Аркадий помрачнел и качнул головой:

– В том-то и дело, что я только арендатор. С этим связаны мои самые серьезные переживания. Именно от них я и сбежал на «Мечту». Но давайте не будем о грустном!

– Да, давайте будем о «Трех мушкетерах»! – подхватила Маша.

Если ее энтузиазм и озадачил Аркадия, тот сумел это скрыть.

– Полклопа, как говорят мои дети, полклопа. Почему бы и нет?

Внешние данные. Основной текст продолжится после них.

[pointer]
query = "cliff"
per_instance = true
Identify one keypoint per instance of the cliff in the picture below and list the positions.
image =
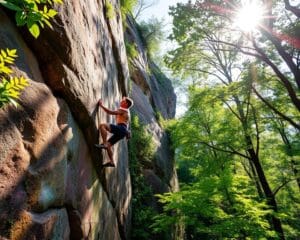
(52, 185)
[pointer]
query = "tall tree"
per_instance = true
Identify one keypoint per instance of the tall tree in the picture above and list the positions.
(274, 41)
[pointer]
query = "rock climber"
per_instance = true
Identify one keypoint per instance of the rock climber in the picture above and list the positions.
(118, 130)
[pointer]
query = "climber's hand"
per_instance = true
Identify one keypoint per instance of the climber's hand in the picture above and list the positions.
(128, 135)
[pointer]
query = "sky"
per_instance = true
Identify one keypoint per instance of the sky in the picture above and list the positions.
(160, 10)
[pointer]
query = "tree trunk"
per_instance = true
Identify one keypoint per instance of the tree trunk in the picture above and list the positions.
(271, 201)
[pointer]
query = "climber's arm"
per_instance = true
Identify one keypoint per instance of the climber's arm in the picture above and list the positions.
(107, 110)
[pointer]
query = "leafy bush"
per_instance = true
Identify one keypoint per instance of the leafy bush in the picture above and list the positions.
(152, 34)
(141, 154)
(32, 13)
(9, 88)
(131, 50)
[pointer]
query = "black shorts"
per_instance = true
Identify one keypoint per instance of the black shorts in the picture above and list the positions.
(119, 131)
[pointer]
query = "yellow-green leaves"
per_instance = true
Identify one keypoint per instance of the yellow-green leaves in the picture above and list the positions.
(11, 87)
(7, 57)
(32, 13)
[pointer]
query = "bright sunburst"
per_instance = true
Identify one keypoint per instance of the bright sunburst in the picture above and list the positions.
(249, 16)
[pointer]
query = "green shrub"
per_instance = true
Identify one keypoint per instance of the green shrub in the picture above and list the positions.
(141, 155)
(32, 13)
(131, 50)
(9, 88)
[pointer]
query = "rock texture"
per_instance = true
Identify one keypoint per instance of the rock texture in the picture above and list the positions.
(52, 185)
(155, 100)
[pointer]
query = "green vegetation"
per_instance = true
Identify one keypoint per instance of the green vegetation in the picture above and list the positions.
(131, 50)
(151, 34)
(127, 7)
(141, 154)
(9, 88)
(109, 10)
(237, 146)
(32, 13)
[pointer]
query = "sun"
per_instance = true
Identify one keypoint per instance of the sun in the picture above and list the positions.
(249, 16)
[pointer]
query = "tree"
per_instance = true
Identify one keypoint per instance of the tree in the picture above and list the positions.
(275, 41)
(208, 51)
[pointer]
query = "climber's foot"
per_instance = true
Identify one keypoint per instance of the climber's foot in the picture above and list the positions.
(101, 146)
(108, 164)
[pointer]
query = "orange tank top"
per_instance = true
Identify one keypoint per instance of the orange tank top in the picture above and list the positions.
(123, 118)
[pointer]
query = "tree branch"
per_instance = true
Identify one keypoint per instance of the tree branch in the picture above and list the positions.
(297, 126)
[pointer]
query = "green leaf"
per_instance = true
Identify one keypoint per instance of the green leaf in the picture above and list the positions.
(11, 6)
(34, 30)
(52, 13)
(20, 18)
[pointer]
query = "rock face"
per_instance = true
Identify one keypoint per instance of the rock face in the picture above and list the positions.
(52, 185)
(154, 99)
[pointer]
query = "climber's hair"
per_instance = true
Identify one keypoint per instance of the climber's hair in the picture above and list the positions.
(129, 102)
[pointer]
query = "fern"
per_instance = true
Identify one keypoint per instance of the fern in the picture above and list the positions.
(7, 57)
(10, 90)
(32, 13)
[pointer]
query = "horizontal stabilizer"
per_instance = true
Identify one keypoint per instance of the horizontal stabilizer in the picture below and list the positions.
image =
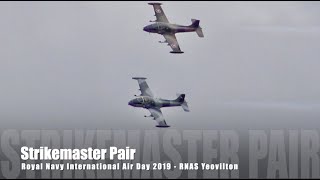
(136, 78)
(154, 3)
(176, 52)
(162, 126)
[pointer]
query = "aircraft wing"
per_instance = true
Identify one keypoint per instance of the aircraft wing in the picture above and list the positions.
(157, 114)
(173, 43)
(144, 88)
(161, 17)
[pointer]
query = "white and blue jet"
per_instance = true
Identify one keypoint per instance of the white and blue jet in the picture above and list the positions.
(162, 26)
(148, 101)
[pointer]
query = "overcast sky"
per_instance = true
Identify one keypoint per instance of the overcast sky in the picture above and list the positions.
(70, 64)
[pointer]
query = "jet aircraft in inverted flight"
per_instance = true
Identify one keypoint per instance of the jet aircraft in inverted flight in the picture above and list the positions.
(168, 30)
(148, 101)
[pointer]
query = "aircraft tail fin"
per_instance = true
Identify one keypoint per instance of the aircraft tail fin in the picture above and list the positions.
(195, 24)
(184, 103)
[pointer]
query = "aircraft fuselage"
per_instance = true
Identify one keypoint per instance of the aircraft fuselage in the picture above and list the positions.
(149, 102)
(167, 28)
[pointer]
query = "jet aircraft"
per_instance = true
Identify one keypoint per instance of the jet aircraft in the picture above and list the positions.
(148, 101)
(168, 30)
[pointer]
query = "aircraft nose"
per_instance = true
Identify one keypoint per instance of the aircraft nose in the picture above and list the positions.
(146, 29)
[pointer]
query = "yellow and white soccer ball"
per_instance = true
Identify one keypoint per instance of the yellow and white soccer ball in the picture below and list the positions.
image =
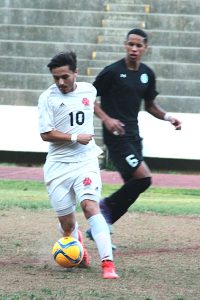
(68, 252)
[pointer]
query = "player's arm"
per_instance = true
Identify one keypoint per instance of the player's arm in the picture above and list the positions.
(58, 136)
(155, 110)
(113, 125)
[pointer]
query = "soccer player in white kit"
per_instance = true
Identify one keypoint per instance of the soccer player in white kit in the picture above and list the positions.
(71, 170)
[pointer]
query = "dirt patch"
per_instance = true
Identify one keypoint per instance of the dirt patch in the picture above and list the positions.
(157, 258)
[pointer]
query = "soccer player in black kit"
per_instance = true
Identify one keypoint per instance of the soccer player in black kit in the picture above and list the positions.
(123, 86)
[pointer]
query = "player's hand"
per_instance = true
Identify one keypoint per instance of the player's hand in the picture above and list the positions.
(114, 126)
(84, 139)
(176, 123)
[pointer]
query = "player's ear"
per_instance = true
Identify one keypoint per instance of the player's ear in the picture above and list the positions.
(146, 48)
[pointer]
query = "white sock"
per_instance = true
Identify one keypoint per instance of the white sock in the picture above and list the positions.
(74, 232)
(101, 235)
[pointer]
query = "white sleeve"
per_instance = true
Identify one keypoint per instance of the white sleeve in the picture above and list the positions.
(46, 120)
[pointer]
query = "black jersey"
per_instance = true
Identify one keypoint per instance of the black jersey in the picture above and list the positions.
(122, 91)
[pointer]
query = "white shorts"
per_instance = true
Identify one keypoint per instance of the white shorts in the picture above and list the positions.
(69, 183)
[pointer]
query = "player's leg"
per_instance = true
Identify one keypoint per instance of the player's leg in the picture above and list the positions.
(127, 157)
(59, 181)
(117, 204)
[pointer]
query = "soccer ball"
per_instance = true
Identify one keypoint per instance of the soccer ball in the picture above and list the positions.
(68, 252)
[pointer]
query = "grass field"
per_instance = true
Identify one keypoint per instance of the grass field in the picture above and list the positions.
(157, 257)
(170, 201)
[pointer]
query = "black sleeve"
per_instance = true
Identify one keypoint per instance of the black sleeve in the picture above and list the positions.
(103, 81)
(151, 91)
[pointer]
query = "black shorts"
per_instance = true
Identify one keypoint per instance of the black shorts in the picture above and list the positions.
(125, 153)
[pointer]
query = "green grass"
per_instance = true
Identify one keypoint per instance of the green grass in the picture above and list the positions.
(33, 195)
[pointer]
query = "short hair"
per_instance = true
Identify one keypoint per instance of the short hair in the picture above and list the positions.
(63, 59)
(139, 32)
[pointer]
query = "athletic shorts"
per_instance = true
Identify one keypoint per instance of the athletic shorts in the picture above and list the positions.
(126, 154)
(70, 183)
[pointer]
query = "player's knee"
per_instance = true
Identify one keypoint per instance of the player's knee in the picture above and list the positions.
(90, 208)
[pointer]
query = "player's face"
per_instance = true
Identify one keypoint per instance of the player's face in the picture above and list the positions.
(64, 79)
(135, 47)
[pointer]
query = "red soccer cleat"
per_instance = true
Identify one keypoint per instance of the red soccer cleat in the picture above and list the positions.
(85, 263)
(108, 269)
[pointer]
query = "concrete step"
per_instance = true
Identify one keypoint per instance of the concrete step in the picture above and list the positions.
(39, 64)
(127, 7)
(91, 35)
(42, 81)
(171, 21)
(175, 6)
(51, 17)
(99, 18)
(155, 53)
(121, 23)
(164, 70)
(18, 48)
(175, 103)
(58, 4)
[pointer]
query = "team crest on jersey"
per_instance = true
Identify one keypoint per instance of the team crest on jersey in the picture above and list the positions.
(144, 78)
(86, 101)
(87, 181)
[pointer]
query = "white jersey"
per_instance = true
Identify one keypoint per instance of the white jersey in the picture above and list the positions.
(71, 113)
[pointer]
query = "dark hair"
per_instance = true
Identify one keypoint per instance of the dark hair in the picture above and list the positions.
(63, 59)
(139, 32)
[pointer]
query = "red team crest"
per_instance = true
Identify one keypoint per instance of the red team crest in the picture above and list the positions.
(86, 101)
(87, 181)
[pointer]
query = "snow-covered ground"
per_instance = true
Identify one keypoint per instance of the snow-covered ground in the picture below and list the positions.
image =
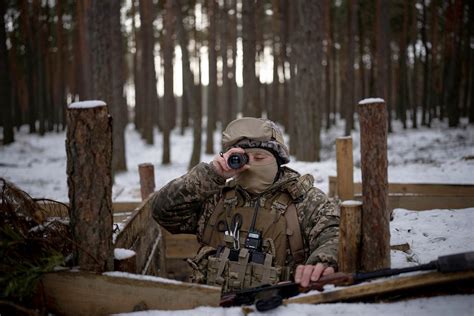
(436, 155)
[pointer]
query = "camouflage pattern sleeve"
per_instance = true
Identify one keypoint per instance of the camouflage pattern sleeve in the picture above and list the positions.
(179, 204)
(319, 220)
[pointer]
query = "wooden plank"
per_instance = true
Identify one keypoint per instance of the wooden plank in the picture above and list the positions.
(430, 189)
(61, 210)
(181, 246)
(402, 283)
(81, 293)
(422, 203)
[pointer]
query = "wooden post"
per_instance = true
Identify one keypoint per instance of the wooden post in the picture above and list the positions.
(375, 251)
(350, 236)
(147, 179)
(89, 178)
(345, 166)
(147, 187)
(125, 260)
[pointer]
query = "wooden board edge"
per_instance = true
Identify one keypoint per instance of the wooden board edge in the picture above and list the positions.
(82, 293)
(365, 290)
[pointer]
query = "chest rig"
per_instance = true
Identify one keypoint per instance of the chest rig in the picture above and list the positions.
(252, 241)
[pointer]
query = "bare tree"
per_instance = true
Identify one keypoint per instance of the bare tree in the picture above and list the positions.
(250, 90)
(189, 89)
(308, 57)
(212, 88)
(382, 53)
(147, 69)
(5, 83)
(168, 107)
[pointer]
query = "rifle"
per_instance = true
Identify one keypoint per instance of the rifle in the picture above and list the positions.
(267, 297)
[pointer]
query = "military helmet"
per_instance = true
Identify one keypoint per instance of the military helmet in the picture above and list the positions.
(251, 132)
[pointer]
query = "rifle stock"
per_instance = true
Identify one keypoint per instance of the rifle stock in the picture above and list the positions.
(267, 297)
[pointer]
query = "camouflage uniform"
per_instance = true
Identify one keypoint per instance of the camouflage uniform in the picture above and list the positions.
(185, 205)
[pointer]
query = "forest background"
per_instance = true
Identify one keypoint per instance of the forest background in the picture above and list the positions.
(177, 64)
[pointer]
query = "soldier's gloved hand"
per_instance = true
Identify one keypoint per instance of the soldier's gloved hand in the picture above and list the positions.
(220, 163)
(305, 274)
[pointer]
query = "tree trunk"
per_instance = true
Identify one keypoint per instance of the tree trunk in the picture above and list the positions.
(89, 157)
(284, 29)
(189, 89)
(169, 102)
(308, 76)
(328, 82)
(435, 80)
(26, 29)
(350, 76)
(150, 97)
(414, 85)
(117, 102)
(275, 103)
(375, 251)
(250, 88)
(106, 67)
(471, 73)
(60, 64)
(212, 88)
(226, 107)
(5, 83)
(426, 70)
(382, 53)
(137, 75)
(403, 75)
(452, 65)
(84, 80)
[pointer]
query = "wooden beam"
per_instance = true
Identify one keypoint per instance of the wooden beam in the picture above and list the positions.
(349, 236)
(375, 243)
(345, 168)
(81, 293)
(377, 288)
(432, 189)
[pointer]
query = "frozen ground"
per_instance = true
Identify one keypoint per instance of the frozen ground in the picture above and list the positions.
(437, 155)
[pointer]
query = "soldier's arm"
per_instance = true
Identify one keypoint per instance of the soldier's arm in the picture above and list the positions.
(320, 225)
(178, 205)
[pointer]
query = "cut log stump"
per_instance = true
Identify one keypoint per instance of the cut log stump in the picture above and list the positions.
(89, 178)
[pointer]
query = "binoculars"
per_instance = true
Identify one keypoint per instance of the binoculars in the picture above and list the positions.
(237, 160)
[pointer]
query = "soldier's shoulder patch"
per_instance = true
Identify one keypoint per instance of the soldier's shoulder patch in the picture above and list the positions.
(300, 187)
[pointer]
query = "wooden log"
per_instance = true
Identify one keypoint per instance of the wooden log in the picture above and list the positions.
(375, 246)
(125, 260)
(428, 189)
(345, 168)
(349, 236)
(80, 293)
(400, 285)
(147, 179)
(89, 178)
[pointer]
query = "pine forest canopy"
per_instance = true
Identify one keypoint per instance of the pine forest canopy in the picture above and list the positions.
(169, 63)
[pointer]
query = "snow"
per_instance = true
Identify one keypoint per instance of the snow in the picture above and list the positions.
(349, 203)
(87, 104)
(127, 275)
(371, 100)
(122, 254)
(425, 155)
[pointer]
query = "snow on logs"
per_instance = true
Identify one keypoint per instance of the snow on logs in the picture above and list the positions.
(375, 241)
(146, 172)
(350, 236)
(89, 178)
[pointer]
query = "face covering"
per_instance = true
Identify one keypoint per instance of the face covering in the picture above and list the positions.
(258, 178)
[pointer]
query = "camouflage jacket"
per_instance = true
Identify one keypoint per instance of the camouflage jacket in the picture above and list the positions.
(185, 204)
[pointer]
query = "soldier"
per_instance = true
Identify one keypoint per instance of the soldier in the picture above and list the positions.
(255, 218)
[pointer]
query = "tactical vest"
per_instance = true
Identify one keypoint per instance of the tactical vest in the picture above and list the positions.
(219, 262)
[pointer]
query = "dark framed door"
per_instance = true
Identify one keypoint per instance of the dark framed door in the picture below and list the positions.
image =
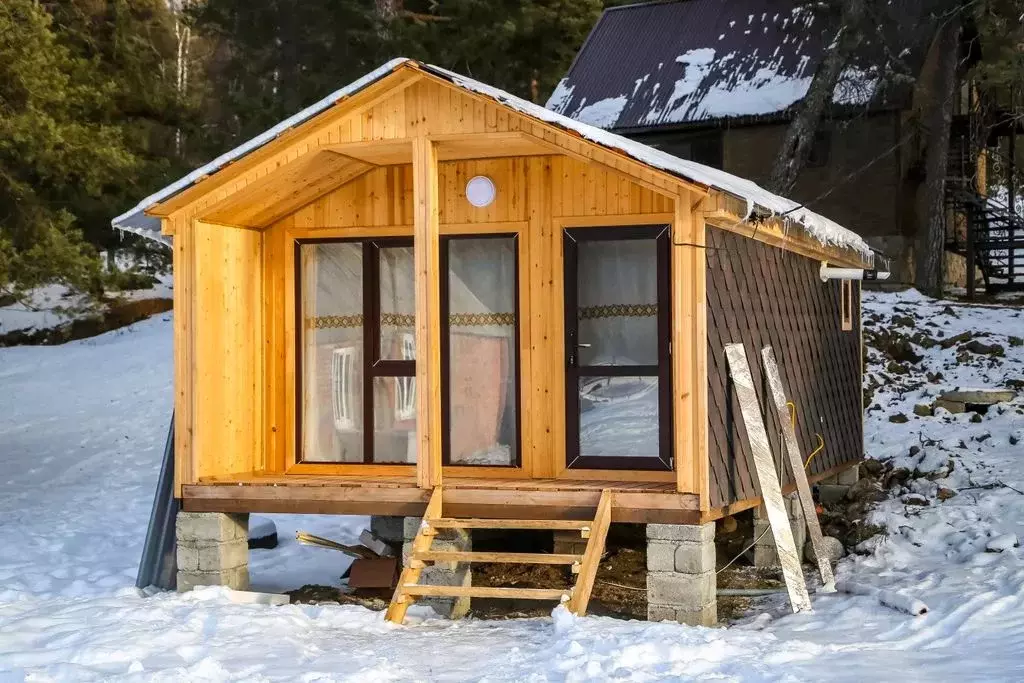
(617, 332)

– Лет… м-м-м… лет девять назад вы ставили «Трех мушкетеров» и отказали одному из претендентов на роль Атоса, – напрямик бухнула Маша. – Вы, конечно, этого не помните, но…

– Вообще-то отлично помню, – перебил режиссер.

Маша по-птичьи наклонила голову набок и недоверчиво уставилась на него.

– Помните?

– Разумеется. Еще бы я такое забыл!


Алину Зеленскую считали образцовой матерью. Трое детей, мальчик и девочки-двойняшки, одетые как куклы, и с ними – молодая мама, ухоженная и всегда прекрасно выглядящая. На них приятно было посмотреть.